ROME (Reuters) – Pope Benedict and the Archbishop of Canterbury, spiritual leader of the world’s Anglicans, met and prayed together yesterday but made only glancing references to the divisions between their Churches.
Archbishop Rowan Williams spoke of the “certain but imperfect” link between the two Christian traditions during his address to the congregation at a joint service at the church of St Gregory the Great near Rome’s Colosseum.
The 84-year-old German pope, who earlier held a private meeting with the archbishop at the Vatican, urged all Christians to “renew their commitment to pray constantly and to work for unity” at the same service.

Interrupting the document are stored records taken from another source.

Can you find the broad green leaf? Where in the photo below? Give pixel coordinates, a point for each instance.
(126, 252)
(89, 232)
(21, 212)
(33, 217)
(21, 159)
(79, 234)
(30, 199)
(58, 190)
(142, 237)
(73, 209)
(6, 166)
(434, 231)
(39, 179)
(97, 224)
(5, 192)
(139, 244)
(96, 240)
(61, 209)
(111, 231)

Past popes and Anglican leaders have been much more outspoken about their differences – over issues ranging from women priests and homosexuality to church doctrine – during their meetings.
The fact that none of them were addressed publicly yesterday will be seen as a sign by many of just how entrenched those differences have become.
The Anglicans broke away from the Catholic Church when King Henry VIII set himself up at the head of the new Church of England in 1534. Pope Benedict made one of his church’s boldest appeals to bring disaffected traditionalist Anglicans back into the fold in 2009 when he said he would set up a parallel hierarchy for them and let them keep some of their traditions inside the Catholic Church.
Williams, spiritual head of the 77-million strong Angli-can Church, was taken aback by the move.
Three months ago, the Rev Jeffrey N Steenson, a married former bishop of the Episcopalian Church, the main branch of Anglicanism in the United States, was chosen to lead those who have converted or want to convert to Catholicism.
Steenson, 59, converted in 2007 and heads a “personal ordinariate”, roughly equivalent to a nationwide diocese, that will oversee ex-Episcopalians. The most prominent recent Anglican convert to Catholicism was former British prime minister Tony Blair, who joined after leaving office in 2007.
The Catholic Church, which accounts for more than half of the world’s 2 billion Christians, has been working since the Second Vatican Council (1962-1965) to try to overcome the splits in Christianity with Anglicans, other Protestants and Orth-odox churches.
The choice of the church for the joint service was symbolically significant because it was from there that the sixth century Pope St Gregory sent out monks to convert the English. The monks included the man who became St Augustine, the first Arch-bishop of Canterbury.